Brands are no longer challenging each other, they're challenging whole categories, founder of international strategic brand consultancy eatbigfish, Adam Morgan, has told the AANA's Marketing Dividends program.
Morgan, who wrote a book titled 'Eating The Big Fish' in 1999, outlined that when he penned the book the digital revolution hadn't happened, and what digital has meant for challenger brands is that now it's much easier to find and engage with customers, as well as reinvent whole pre-established categories.
“People are also realising that as a business, being a challenger is about what you’re challenging, not who. In 1999 it was Adidas versus Nike, or Virgin versus British Airways. Now, it’s Airbnb challenging the conventions of a hospitality business or Spotify challenging ownership of music and finding we don’t need to own music to enjoy it,” he says.
Morgan was in Australia to speak at the AANA's Reset conference. During his keynote at Reset, Morgan explained that living in a world of ever-increasing constraint, marketers need to embrace such limitations and use them as a launch pad to wield their ambitions. He also explained that there's beauty in constraint, raising the example surrounding how Virgin America launched in the US against Southwest Airlines, with a limited budget, by turning the interior of an aircraft into a Victoria Secret catwalk.
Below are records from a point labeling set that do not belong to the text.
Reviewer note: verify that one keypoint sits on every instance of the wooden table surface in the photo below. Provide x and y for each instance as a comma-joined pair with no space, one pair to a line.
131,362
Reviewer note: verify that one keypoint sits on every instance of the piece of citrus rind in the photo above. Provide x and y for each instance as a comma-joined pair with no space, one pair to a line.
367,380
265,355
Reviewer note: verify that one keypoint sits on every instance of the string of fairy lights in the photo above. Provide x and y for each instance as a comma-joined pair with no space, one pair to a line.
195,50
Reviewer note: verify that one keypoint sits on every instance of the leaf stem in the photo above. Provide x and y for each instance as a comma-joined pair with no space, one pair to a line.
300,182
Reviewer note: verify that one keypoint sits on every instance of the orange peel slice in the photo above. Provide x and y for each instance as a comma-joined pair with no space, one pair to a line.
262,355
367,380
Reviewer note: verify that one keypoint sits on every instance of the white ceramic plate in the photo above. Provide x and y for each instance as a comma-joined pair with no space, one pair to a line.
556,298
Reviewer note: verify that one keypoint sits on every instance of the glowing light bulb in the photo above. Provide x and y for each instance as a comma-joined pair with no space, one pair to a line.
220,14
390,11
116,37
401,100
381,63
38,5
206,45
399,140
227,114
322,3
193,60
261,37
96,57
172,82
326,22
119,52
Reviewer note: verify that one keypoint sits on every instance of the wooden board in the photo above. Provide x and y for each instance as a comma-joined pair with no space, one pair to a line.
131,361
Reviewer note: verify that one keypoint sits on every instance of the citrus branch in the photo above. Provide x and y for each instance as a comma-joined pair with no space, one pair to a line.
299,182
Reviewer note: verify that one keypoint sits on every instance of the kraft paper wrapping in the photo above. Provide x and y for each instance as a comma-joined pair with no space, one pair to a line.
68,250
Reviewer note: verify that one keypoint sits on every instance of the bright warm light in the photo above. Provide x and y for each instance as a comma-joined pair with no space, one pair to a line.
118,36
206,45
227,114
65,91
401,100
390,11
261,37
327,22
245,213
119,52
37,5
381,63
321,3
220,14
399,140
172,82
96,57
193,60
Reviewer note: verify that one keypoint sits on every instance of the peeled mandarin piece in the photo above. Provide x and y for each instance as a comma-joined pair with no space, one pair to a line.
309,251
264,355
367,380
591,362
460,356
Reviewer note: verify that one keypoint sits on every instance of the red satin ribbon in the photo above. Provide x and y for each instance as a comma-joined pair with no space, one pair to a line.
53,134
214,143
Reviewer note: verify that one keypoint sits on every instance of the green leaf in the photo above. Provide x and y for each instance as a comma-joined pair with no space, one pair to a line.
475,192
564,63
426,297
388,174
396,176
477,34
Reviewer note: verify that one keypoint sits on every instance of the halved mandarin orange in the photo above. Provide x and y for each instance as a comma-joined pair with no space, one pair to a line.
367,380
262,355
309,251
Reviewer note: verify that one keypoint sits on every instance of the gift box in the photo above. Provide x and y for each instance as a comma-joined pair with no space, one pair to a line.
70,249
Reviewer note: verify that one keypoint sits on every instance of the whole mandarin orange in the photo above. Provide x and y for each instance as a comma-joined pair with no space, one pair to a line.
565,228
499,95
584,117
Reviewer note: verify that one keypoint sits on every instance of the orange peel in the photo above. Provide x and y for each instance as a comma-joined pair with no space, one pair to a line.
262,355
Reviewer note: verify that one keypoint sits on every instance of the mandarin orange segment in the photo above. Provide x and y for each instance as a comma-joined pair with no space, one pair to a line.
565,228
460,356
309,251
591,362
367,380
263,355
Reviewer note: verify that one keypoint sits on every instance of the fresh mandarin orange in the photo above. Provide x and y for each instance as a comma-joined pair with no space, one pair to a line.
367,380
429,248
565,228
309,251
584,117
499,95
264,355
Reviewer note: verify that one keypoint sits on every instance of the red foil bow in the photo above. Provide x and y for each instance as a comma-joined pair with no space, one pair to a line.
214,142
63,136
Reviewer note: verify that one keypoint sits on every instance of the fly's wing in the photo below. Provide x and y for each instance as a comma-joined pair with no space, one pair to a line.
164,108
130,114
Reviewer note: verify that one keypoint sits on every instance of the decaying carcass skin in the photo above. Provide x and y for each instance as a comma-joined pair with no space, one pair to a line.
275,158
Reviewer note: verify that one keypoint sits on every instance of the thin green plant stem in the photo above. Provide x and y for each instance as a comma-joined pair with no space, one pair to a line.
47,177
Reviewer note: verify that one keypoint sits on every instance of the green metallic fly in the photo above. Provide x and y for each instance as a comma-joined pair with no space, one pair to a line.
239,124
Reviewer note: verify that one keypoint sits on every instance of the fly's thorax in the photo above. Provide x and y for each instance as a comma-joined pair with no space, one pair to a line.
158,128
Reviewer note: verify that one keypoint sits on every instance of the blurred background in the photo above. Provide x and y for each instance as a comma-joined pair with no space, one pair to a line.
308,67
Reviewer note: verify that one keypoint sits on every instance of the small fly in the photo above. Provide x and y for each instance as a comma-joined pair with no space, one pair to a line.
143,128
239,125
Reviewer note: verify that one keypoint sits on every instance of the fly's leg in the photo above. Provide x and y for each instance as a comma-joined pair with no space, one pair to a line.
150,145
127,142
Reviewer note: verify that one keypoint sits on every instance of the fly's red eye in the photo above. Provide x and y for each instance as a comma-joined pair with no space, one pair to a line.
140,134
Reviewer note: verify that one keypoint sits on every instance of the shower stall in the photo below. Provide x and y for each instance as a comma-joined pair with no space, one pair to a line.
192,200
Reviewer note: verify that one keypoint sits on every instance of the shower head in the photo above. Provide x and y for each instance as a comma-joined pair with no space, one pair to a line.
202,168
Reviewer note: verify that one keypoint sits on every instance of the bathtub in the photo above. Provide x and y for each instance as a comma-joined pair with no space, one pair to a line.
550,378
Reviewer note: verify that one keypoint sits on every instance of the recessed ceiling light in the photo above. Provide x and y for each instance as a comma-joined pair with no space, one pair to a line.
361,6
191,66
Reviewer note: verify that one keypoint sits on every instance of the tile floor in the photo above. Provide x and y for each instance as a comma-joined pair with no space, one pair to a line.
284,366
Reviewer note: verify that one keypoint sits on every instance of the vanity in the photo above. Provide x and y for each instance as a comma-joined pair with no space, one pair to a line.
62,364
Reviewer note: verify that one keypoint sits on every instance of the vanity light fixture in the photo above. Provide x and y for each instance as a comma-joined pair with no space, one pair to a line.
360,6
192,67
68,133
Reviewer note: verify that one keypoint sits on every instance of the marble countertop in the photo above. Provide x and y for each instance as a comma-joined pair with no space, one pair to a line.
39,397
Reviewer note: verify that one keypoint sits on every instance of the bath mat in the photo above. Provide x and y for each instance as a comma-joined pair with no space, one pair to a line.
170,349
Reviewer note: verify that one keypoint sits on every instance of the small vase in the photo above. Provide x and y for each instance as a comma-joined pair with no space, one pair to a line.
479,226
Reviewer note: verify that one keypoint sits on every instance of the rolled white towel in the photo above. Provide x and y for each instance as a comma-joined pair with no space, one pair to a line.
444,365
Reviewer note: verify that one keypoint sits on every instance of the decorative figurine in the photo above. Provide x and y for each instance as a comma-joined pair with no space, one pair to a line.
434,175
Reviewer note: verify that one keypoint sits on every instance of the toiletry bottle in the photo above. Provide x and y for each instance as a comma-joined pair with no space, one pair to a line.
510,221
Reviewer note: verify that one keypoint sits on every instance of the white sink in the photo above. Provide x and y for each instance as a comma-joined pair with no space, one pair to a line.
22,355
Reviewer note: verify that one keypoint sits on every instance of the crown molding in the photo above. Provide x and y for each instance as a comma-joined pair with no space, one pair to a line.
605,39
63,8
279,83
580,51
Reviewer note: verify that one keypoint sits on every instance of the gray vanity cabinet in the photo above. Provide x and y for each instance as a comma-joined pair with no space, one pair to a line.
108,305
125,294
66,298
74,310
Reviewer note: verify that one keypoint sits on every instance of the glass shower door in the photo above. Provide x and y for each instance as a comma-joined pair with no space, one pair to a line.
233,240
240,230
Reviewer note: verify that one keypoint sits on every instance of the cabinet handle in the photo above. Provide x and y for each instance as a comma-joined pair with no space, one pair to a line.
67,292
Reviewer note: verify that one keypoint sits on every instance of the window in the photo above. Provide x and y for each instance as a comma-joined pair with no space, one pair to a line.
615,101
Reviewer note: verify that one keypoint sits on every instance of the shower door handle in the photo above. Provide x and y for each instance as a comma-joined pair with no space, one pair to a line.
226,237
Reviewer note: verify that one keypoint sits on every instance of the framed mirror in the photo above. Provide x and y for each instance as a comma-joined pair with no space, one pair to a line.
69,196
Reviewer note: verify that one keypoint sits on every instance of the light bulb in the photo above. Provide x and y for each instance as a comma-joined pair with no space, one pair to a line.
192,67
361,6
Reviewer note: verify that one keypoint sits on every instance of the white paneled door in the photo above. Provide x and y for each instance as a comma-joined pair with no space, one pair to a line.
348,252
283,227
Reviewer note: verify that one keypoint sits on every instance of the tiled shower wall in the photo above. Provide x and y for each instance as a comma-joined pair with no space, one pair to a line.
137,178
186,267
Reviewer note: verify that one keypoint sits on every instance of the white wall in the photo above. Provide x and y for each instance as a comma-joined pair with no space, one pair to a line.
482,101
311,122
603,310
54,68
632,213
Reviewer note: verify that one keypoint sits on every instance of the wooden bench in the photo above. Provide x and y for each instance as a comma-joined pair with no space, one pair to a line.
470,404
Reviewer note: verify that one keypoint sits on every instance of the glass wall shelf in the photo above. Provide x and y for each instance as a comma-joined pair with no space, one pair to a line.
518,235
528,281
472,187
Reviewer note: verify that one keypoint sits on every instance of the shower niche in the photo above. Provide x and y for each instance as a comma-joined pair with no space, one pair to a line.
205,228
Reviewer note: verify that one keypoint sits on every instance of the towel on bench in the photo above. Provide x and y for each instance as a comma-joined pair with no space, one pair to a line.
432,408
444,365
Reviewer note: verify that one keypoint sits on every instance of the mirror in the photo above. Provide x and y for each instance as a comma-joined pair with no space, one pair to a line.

He also talked about this on Marketing Dividends saying: “They wanted to put glamour back into the sky. They had mood lighting in the cabin that makes people feel cool. But because they didn’t have the marketing budget to show it, they needed somebody else to take pictures of it and show it, so they put a fashion show in the middle of the cabin that made the media want to show pictures. This is a great example of taking what should have been a limitation and turning it into something that made them even cooler, because they’re being creative.”